Existen incontables estudios de origen norteamericano, canadiense y chino que validan las hipótesis relacionadas con que es la alimentación la principal causa del desarrollo de enfermedades cardiovasculares.
La principal diferencia alimentaria que poseen los países donde estas enfermedades son masivas y “normales” es la alta presencia de alimentos de origen animal, por lo que te invito a conocer los principales mecanismos asociados al consumo de productos animales que subyacen a las enfermedades cardiovasculares.

1) Consumo de productos de origen animal: La ingesta de carne estaría relacionada con la producción excesiva de óxido de trimetilamina, un componente que ha sido identificado como el responsable de pegar el colesterol a las capas internas de las arterias, aumentando el riesgo de accidentes cerebrovasculares e infartos al miocardio. (Rogers et al. Nutrition and metabolism, 2016)
2) El colesterol total es mayor en omnívoros (208  49) le siguen los ovo-lacto-vegetarianos (175  28), luego los lacto-vegetarianos (164  51) y por último los veganos (141  30) (Huang et al.

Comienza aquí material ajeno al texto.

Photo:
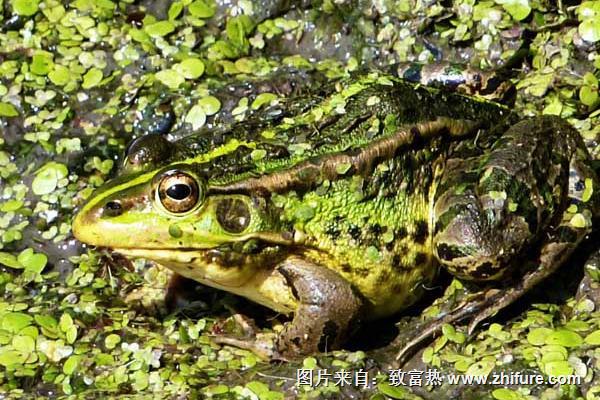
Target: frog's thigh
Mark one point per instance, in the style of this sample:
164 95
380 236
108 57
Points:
327 308
488 208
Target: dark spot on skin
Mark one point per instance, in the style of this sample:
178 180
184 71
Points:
420 258
448 253
400 233
376 229
383 277
233 215
329 334
332 230
178 191
566 234
398 264
112 209
397 287
354 232
485 270
421 231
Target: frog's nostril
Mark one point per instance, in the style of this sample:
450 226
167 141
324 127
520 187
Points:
112 209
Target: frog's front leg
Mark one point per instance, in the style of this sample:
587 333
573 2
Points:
489 209
326 310
520 203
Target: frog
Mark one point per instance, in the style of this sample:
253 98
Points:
341 205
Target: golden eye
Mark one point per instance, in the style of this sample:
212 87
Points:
179 192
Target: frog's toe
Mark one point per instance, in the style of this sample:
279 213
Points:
262 344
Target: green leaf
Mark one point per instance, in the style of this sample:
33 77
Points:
196 117
518 9
174 10
41 63
564 337
537 336
588 95
395 392
25 7
190 68
11 357
258 154
202 9
47 177
15 321
34 262
593 338
170 78
257 387
589 29
9 260
71 364
558 368
262 99
46 322
8 110
506 394
60 75
237 28
111 341
92 78
452 335
159 29
210 104
22 343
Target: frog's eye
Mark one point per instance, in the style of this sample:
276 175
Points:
179 192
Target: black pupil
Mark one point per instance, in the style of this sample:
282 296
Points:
179 191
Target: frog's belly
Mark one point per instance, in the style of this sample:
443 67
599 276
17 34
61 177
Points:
388 286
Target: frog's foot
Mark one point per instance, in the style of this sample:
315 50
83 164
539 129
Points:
486 303
328 309
262 344
151 297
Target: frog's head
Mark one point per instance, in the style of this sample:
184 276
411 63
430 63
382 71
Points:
166 211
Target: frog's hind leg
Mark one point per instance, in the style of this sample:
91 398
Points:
490 209
530 201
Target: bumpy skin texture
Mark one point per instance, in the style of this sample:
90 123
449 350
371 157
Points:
336 206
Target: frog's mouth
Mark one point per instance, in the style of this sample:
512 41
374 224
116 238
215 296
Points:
223 267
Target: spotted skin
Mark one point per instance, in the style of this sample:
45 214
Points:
341 205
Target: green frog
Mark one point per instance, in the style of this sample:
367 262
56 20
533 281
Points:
340 206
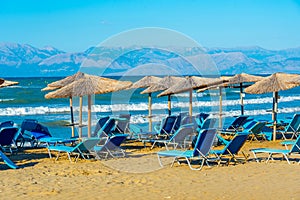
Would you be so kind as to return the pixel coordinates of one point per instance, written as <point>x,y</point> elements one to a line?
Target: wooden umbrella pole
<point>150,112</point>
<point>89,115</point>
<point>242,98</point>
<point>220,107</point>
<point>80,116</point>
<point>191,105</point>
<point>169,104</point>
<point>72,116</point>
<point>274,117</point>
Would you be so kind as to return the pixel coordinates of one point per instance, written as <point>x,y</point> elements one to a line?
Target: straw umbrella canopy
<point>240,79</point>
<point>189,84</point>
<point>89,85</point>
<point>164,84</point>
<point>6,83</point>
<point>145,82</point>
<point>274,83</point>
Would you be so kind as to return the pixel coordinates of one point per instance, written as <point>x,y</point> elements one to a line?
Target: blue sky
<point>77,25</point>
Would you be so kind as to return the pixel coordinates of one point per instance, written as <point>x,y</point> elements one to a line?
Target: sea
<point>27,101</point>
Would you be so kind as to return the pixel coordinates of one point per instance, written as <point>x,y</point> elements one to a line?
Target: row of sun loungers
<point>178,134</point>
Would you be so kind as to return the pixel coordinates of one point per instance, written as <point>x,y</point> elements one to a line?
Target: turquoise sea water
<point>27,101</point>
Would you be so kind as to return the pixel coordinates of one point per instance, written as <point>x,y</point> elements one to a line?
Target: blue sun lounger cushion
<point>201,150</point>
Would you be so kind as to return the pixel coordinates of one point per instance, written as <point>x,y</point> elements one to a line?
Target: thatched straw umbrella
<point>188,85</point>
<point>61,83</point>
<point>6,83</point>
<point>164,84</point>
<point>240,79</point>
<point>89,85</point>
<point>274,83</point>
<point>145,82</point>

BMC Women’s Health 2014, 14:55)
3) Muchos creen que el colesterol se empieza a juntar en las arterias a tardía edad, sin embargo, un estudio publicado en el año 2013, donde se analizaron 23.000 aortas de cadáveres de edades entre los 10 y 69 años, provenientes de 14 países, concluyó que prácticamente todas las aortas de niños de 10 años tenían depósitos de grasa acumulada en su interior. Esto dejó claro que las enfermedades cardiovasculares tienen su auge en la niñez. (Jack p. Strong MD et al. 2013)
Si analizamos la evidencia científica disponible, nos daríamos cuenta que ésta es determinante: consumir productos de origen animal en exceso conlleva a graves consecuencias y, por otro lado, consumir productos naturales de origen vegetal, sí puede ser beneficioso para la salud, no sólo para prevenir estas enfermedades, sino para mejorar la calidad de vida de cada persona.
A continuación te dejo algunas recomendaciones respecto al consumo de productos animales:

1) Toma conciencia de qué es lo que estás comiendo en tu vida. No es como un paquete de galletas manufacturada por el hombre, lo que estás ingiriendo alguna vez respiró, vivió y sintió todas las emociones que tu también sientes a diario.
2) Es bueno conocer la procedencia del producto final (carne, huevo, leche, queso). Lo que alimentó a ese animal determinará la calidad del producto y su impacto en tu salud.
3) Las grandes culturas ancestrales que poseen sistemas de medicina propia como la medicina china, la cultura hindú (medicina ayurveda) y las culturas aborígenes amazónicas, proponen el consumo de carne roja de forma mensual, no semanal ni menos a diario.
4) Anda transmutando tu plato desde alimentos con vibración baja (alimentos muertos) hacia alimentos con vibración alta (vegetales, germinados y fermentados), los cuales te otorgarán vida y salud.

Nadie te apura, hazlo de a poco, pasito a pasito ¡y disfruta el proceso!